Moral responses work similarly, whether Christian or non-Christian. For example, the revulsion toward mass shootings is not merely born of preference or cultural conditioning. It is a moral perception registering contact with a real moral wrong. The Christian and the atheist experience this alike. What the Christian can do that the atheist cannot is explain why something like a mass shooting is truly, finally, and ontologically wrong rather than just based in evolutionary adaptation.
Here’s why this conversation matters so urgently and practically: Christians who insist that morality is only sensible with God as its reference point risk overlooking whether moral claims are reasonable on their own terms. Either murder is reasonable, or it’s not. Being faithful to one’s spouse is either reasonable or it’s not. Adding a Bible verse to the end of our moral pronouncement may invoke divine authority. What it does not do is make the moral claim truer than it already is or more accessible than it already is. It’s not that God is irrelevant to morality (of course not!); it’s a question of whether God’s morality in the natural law is itself intelligible on its own grounds and corresponds to the order that all human beings inhabit. Please do not interpret me as calling for any less biblical pronouncements. Instead, hear me making a plea that biblical pronouncements testify to enduring moral principles that are reasonable on their own terms. What we can say, though, is that while the atheist may discern a morally true statement, they lack the grounding to express why that true statement is real in an ontological sense.
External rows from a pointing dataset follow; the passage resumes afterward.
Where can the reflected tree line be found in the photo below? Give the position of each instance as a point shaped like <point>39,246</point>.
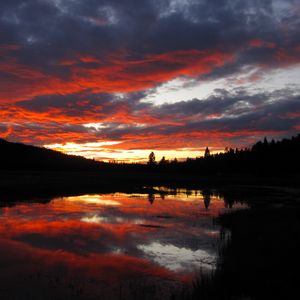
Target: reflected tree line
<point>204,194</point>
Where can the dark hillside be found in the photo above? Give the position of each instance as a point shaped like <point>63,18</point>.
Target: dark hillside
<point>15,156</point>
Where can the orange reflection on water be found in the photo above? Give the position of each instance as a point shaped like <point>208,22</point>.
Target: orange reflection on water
<point>106,241</point>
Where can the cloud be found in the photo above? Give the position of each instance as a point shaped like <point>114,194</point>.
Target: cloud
<point>67,64</point>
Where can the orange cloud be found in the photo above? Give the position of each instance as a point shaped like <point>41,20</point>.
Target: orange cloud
<point>115,73</point>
God is necessary for objective morality to have true, absolute, and final grounding. But necessity is a separate issue from intelligibility. Caring for one’s children, obeying traffic laws, and not stealing are all true, regardless of whether one accepts divine revelation—precisely because the moral law “written on the heart” corresponds to the order of creation and because human beings, whose minds are clouded by sin, are still nonetheless capable of grasping elementary first principles.
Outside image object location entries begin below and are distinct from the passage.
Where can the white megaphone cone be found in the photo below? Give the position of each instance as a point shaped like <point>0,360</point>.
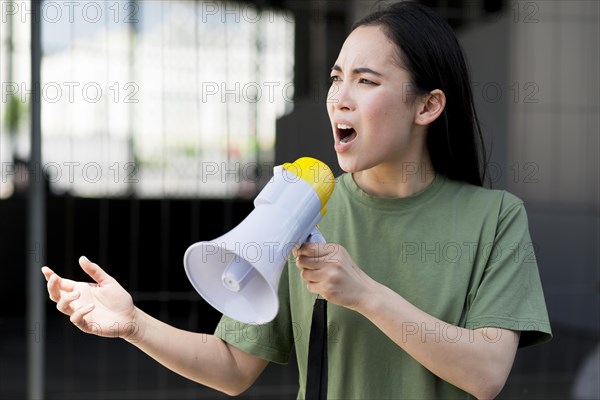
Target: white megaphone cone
<point>238,273</point>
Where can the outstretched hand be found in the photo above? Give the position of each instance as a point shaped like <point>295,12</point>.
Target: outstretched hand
<point>102,308</point>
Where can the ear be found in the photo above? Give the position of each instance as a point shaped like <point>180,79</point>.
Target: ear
<point>431,106</point>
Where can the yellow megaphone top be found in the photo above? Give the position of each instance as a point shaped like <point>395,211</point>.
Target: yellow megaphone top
<point>317,174</point>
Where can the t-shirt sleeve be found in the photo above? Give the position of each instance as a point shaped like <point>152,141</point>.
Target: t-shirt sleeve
<point>272,341</point>
<point>510,294</point>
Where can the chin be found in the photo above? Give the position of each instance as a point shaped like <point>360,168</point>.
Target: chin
<point>347,164</point>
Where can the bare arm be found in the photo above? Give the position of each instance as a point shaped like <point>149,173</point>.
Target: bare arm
<point>477,361</point>
<point>99,307</point>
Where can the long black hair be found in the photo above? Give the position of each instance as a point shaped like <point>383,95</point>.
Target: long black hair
<point>430,51</point>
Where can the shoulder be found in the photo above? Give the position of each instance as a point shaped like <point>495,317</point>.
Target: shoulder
<point>480,197</point>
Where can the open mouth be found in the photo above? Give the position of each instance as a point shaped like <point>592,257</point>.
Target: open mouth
<point>345,133</point>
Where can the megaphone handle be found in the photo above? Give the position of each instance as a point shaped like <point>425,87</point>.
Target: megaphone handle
<point>316,236</point>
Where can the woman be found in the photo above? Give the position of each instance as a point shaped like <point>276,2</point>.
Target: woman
<point>429,276</point>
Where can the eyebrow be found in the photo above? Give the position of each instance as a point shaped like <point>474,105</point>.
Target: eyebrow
<point>356,71</point>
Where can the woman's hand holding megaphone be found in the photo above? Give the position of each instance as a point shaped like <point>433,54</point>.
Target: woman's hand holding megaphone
<point>102,308</point>
<point>329,271</point>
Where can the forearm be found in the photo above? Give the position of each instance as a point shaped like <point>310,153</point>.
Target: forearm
<point>477,361</point>
<point>202,358</point>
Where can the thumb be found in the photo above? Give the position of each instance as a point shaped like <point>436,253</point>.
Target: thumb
<point>94,270</point>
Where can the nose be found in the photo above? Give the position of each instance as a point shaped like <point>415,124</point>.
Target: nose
<point>340,96</point>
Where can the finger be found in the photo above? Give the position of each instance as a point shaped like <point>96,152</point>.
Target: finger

To this point, we may turn to C.S. Lewis, who wrote in Miracles,
“I believe that the primary moral principles on which all others depend are rationally perceived…Their intrinsic reasonableness shines by its own light. It is because all morality is based on such self-evident principles that we can say to a man, when we recall him to right conduct, ‘Be reasonable.’”
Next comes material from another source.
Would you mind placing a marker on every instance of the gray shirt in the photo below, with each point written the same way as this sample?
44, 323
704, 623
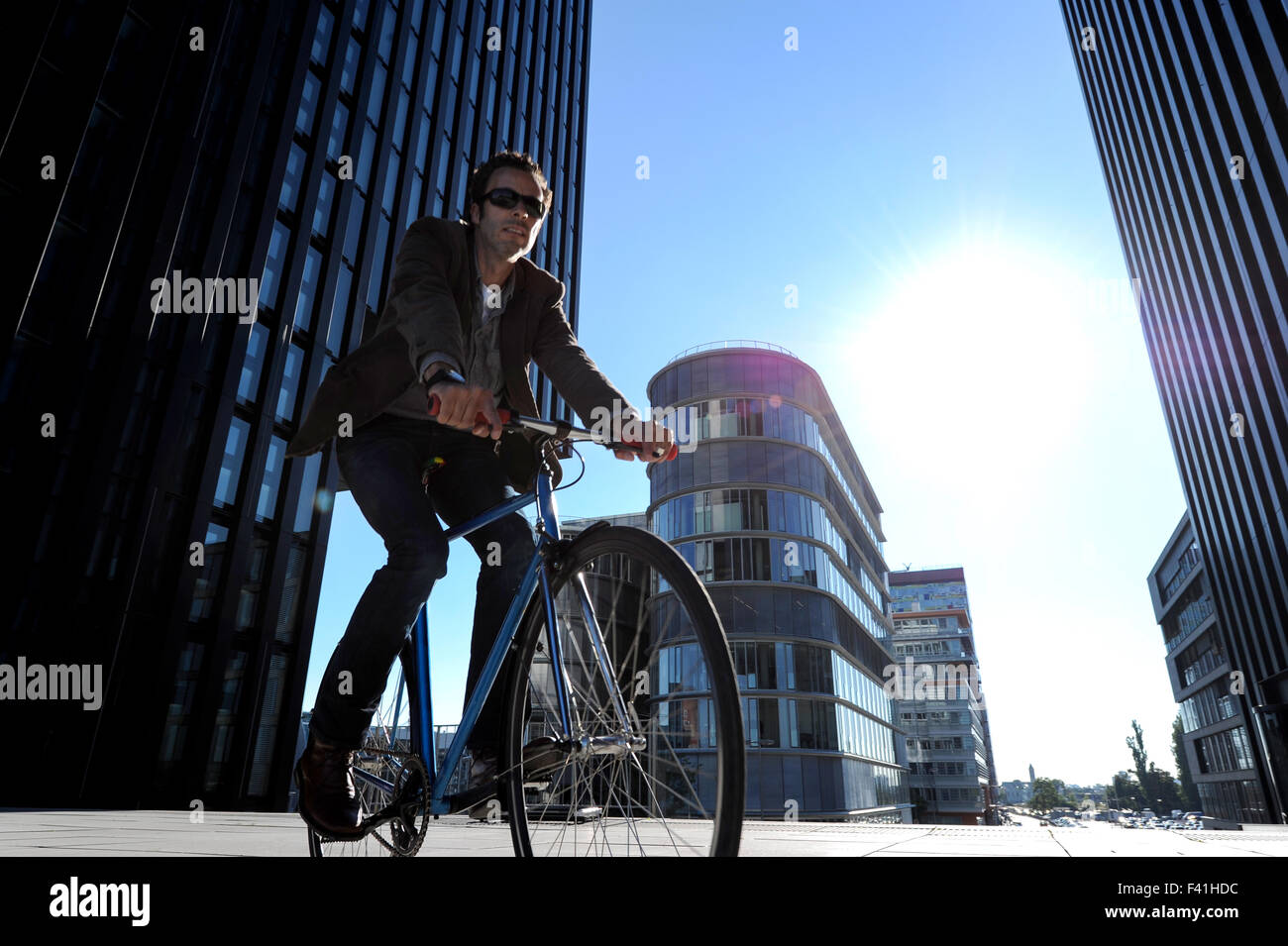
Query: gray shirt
482, 347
Here, Lewis articulates the truth that all moral claims, at their deepest level, stem from an underived first principle. That first principle we can say, on the one hand, originates from the creative will of God, but on the other hand, the intelligibility of that indemonstrable truth is expressed in the creature’s reflexive God-endowed intuition that moral principles correspond to an innate moral code befitting their nature as morally-discerning creatures.
When Christians bear witness to Scripture’s moral principles, we are also saying that these moral principles are fitted to human beings as such. If this is true, then morality does not need the adjective “Christian” in front of it (I say that in jest, but you get my point). Why? Because Christian morality is morality. Period.